Known for his ball-striking, Jason Dufner wins by leaning on another skill: resilience
DUBLIN, Ohio — Jason Dufner showed more about his game Sunday in winning the Memorial Tournament than he had in any of his previous victories, including his PGA Championship triumph five years ago.
In the wake of a stumbling third-round 77—after setting the 36-hole tournament record at 14 under with a pair of 65s—Dufner found the resourcefulness and grit to calmly shoot a closing four-under-par 68 and win by three strokes. And he finished impressively to do it, playing the last four holes in two under par, including a three-foot birdie on the par-4 17th when the green was as receptive as a frying pan.
“I always take a lot of pride in kind of being a fighter, trying to come back,” said Dufner, 40, who looks back at his 10-year struggle just to make it to the PGA Tour as evidence of his determination.
Dufner doesn’t look like a fighter. He’s not ripped like many of the younger crowd, which is saying it delicately. He strolls the course with such indifference that it appears he’s on his way to the dentist. He brings ennui to the term “even-keeled.” But you don’t win without desire. Or without being able to hit shots under pressure. And Dufner always has been a superb shot-maker.
The putter, however, was another matter entirely. Daniel Summerhays, the third-round leader, has a putter nicknamed “Sweet Love,” from his college days. Not exactly as cool as Calamity Jane, but it earned a nickname nevertheless.

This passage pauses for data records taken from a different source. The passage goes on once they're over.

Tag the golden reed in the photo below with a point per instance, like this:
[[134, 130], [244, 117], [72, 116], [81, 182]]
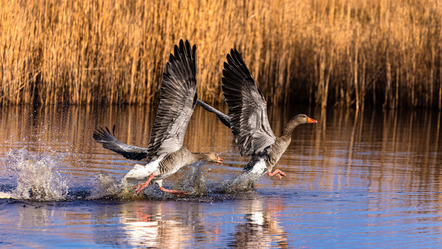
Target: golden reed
[[328, 52]]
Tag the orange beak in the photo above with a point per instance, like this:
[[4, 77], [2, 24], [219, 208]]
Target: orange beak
[[310, 120]]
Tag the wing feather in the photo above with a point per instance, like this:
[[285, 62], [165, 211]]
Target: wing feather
[[177, 101], [247, 107]]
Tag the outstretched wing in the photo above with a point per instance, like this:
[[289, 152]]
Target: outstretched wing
[[222, 117], [109, 141], [247, 107], [177, 101]]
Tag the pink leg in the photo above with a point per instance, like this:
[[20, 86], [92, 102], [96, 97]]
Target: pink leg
[[277, 172], [142, 186], [174, 191]]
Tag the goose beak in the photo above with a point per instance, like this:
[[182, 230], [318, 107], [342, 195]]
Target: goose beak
[[310, 120]]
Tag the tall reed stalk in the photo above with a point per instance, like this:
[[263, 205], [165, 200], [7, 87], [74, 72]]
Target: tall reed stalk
[[328, 52]]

You wouldn’t have been surprised if Dufner simply called his putter “The Enemy.” Seldom did it seem like his friend, and he reciprocated at the RBC Heritage when he dropped his putter near the edge of the cup at the fifth hole at Harbour Town Golf Links after mishandling a short putt. Had to be the club. The 54-hole leader at Hilton Head, Dufner ended up T-11 after closing with a 76.
But this week at Muirfield Village, Dufner putted well enough to complement the full swings. He led the field in strokes gained/approach the green, hitting 54 greens in regulation. He also ranked 10th off the tee. He was 47th in putting, though in putting per greens in regulation he ranked first. And it was there when he capped a flawless back-nine 32 with a 33-foot par save on the 18th to make sure no one could catch him.

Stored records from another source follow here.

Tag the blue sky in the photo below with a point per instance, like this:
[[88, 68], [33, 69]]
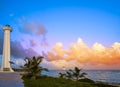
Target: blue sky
[[91, 20], [63, 20]]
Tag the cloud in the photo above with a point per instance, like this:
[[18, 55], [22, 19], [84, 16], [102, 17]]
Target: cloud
[[33, 29], [96, 57], [17, 50]]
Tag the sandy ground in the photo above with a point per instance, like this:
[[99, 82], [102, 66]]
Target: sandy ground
[[10, 80]]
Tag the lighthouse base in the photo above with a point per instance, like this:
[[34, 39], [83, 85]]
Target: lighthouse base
[[6, 70]]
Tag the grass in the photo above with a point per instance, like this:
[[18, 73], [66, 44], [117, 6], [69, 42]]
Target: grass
[[59, 82]]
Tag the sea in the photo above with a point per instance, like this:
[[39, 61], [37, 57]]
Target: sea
[[107, 76]]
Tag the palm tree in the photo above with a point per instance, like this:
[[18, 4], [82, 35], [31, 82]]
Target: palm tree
[[32, 68], [62, 75], [77, 74]]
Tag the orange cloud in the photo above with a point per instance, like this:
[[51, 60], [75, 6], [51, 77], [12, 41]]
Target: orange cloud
[[98, 56]]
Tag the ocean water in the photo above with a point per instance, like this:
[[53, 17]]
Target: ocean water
[[108, 76]]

“You know, a lot of times for me the ball-striking is what I have to do well, and that’s kind of what I did on the back nine,” Dufner said, self-diagnosing. “I hit three or four shots that I almost couldn’t miss them, even though I tried on 17. Then to make par on 18 was really special. Obviously, knowing that I need to make bogey at worst to have a chance, but to make a 35-footer on the last hole, I did that a couple of years ago in Dallas to win, too.”
“To see him make that putt on the last was cool,” said Rickie Fowler, who ended with a 70 and shared second place with Anirban Lahiri at 10-under 278 after the native of India shot an early 65 and watched the carnage unfold in wet weather conditions that resulted in two delays and nearly forced play into Monday.
With his fifth career victory, Dufner moved back inside the top 50 in the world. He is the second Ohio native to win the Memorial, joining the tournament founder and host, Jack Nicklaus.
“Pretty good company there,” Dufner said in his usual phlegmatic way after winning on a layout he didn’t particularly care for until he played for the U.S. Team in the 2013 Presidents Cup.
He also is keeping company with Sir Nick Faldo, who in 1989 was the last player to shoot 77 or higher in the third round and go on to win at PGA Tour event. He did that in the Masters with a 77. Only Kenny Knox shot a higher third-round score in a non-major and won, carding an 80 in the 1986 Honda Classic.
“I hope it’s the start of some big things for this year and going forward. I’ve had a pretty good year this year,” said Dufner, who missed the cut in his previous start but had four top-13 finishes in his last seven starts. “I’ve been really consistent, a lot of top-25s and a lot of made cuts. I know that doesn’t sound flashy and great. But I felt like I played pretty well every week this year. It was a matter of time at some point some things were going to happen for me to be able to win.”